10 Writers Who Wrote Famous Works While Wasted
2. James Joyce - Finnegan’s Wake (1939)
James Joyce is celebrated as one of the greatest writers who ever lived, but it’s a brave soul who can dip their toes into Finnegan’s Wake and make it to the other side.
Composed in a weird and wonderful language straddling English and the hare-brained invention of nonsense poetry, the avant-garde Finnegan’s Wake divided Joyce’s audience and critics alike when it was published in 1922, even those who until that point had been in his corner. It’s still dividing people today, in fact - many can’t finish it.
Joyce had been a bingeing alcoholic for most of his life, functional enough when he wasn’t wasted - which was approximately half the time. He claimed that he only drank in the evening, but given that his ‘evenings’ tended to last until well past sunrise the following morning, that’s not much of a distinction.
Convinced that alcohol enhanced his writing, the implication is that Joyce often lubricated his pen with the hair of the dog.

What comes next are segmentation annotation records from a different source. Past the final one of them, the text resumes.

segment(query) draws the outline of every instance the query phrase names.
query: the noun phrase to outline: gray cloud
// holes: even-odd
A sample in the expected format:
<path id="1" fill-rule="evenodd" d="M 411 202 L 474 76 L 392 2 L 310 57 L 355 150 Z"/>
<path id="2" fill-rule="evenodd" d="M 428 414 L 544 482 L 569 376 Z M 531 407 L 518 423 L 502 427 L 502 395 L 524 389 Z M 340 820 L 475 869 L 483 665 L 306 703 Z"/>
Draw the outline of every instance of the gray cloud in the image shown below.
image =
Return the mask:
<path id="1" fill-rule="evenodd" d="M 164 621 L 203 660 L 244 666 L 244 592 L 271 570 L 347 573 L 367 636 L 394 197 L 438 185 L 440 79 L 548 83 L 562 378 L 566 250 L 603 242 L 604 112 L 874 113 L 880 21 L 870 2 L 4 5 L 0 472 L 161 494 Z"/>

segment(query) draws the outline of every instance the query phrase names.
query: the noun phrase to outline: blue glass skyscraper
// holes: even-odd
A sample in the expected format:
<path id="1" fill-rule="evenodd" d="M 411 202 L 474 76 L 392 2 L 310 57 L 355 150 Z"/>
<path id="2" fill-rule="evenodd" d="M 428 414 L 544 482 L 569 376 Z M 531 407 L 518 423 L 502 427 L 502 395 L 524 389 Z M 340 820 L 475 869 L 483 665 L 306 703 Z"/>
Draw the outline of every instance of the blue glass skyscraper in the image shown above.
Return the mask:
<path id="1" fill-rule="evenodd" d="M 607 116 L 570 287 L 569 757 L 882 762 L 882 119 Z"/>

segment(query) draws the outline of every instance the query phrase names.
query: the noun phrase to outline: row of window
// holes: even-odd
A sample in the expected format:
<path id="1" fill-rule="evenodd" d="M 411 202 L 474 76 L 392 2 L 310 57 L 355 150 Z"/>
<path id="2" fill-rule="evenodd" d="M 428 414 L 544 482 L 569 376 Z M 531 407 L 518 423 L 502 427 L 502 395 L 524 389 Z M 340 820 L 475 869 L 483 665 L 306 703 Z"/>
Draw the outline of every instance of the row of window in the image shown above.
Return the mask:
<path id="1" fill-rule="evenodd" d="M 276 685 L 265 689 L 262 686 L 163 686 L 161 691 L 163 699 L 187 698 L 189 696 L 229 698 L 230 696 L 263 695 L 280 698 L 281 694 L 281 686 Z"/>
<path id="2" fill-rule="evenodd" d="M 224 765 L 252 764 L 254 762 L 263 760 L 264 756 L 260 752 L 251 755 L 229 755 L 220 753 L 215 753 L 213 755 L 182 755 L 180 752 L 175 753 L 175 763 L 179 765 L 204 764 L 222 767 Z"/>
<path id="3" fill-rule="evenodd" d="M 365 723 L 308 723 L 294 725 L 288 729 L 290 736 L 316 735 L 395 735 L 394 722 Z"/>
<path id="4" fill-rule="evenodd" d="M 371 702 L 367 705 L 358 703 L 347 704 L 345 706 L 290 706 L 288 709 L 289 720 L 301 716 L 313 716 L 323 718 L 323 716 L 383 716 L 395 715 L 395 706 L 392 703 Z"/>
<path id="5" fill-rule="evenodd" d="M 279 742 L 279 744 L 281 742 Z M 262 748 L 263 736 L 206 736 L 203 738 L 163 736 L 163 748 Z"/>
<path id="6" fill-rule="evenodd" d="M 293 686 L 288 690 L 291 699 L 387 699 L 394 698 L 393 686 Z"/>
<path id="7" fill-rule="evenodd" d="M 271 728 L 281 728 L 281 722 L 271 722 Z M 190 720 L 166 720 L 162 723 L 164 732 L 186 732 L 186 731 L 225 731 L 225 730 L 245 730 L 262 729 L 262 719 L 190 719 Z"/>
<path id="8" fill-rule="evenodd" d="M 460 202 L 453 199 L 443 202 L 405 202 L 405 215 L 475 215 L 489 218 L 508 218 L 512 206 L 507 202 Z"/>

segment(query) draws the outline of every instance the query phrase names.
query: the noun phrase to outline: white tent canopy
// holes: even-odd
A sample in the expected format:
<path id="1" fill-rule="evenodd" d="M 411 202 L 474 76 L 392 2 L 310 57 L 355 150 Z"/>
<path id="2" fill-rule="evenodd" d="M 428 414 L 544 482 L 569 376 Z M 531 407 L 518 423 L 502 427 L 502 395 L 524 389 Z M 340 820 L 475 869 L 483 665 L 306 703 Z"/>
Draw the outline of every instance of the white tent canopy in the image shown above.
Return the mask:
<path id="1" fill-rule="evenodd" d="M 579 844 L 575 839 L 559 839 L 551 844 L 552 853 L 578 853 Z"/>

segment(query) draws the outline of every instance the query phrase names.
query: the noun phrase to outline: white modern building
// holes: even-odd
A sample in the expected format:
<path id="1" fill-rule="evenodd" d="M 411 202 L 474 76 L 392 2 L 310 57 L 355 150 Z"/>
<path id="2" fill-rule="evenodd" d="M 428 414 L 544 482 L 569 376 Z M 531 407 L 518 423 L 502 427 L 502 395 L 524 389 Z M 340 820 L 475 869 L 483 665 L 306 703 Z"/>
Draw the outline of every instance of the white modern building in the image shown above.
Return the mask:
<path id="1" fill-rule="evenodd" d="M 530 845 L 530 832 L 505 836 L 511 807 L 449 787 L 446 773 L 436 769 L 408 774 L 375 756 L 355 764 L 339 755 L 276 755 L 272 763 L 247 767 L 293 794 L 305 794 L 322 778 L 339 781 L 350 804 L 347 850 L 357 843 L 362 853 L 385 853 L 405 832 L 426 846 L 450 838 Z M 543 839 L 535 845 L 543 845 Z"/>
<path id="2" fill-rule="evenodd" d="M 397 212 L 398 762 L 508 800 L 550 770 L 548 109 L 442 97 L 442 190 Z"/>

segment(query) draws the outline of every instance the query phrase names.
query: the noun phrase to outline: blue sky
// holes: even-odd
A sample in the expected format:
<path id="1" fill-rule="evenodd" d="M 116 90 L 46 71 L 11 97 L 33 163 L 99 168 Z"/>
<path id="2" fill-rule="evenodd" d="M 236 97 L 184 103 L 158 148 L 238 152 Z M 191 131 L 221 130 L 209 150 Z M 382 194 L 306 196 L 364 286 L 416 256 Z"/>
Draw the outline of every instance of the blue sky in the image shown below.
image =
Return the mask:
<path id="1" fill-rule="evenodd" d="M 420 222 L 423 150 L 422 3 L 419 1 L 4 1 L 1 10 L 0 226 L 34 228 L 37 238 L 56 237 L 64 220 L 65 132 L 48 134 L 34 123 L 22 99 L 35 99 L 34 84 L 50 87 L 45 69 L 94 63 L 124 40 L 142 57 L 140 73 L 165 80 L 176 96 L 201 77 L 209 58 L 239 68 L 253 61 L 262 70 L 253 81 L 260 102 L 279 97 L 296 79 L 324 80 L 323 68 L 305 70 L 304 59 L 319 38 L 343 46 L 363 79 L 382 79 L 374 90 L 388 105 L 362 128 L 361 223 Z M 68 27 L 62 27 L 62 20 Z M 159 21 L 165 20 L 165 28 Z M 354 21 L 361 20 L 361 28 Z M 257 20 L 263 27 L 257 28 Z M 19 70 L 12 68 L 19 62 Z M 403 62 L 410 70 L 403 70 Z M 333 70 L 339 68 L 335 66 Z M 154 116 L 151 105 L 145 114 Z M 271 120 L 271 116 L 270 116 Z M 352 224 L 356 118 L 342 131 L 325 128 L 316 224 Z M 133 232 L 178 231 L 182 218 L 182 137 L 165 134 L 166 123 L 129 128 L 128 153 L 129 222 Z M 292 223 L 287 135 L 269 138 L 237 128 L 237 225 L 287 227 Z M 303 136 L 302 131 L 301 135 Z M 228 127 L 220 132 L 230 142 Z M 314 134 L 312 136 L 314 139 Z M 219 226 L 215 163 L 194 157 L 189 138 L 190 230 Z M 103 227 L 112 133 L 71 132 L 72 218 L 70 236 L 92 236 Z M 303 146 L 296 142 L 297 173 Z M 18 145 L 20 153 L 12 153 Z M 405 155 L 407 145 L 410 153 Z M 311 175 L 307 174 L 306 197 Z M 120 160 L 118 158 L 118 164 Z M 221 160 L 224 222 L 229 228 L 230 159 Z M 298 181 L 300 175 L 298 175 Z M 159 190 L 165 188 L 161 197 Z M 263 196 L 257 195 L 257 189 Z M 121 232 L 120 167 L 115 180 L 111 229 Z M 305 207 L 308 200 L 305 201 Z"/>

His previous masterpiece, Ulysses, carefully themed in style and structure, had been a clever, beautifully written novel, one that made his name and his fortune.
This enabled both his insecurity and his access to booze. Finnegan’s Wake is equally beautiful, in its own way: but it’s the product of seventeen years of writing and rewriting, his obsessive notes and paranoid marginalia incorporated into each new draft. Dense and lyrical, crafted to be recited as much as read, it’s a work of genius… the work of a drunken master of his art.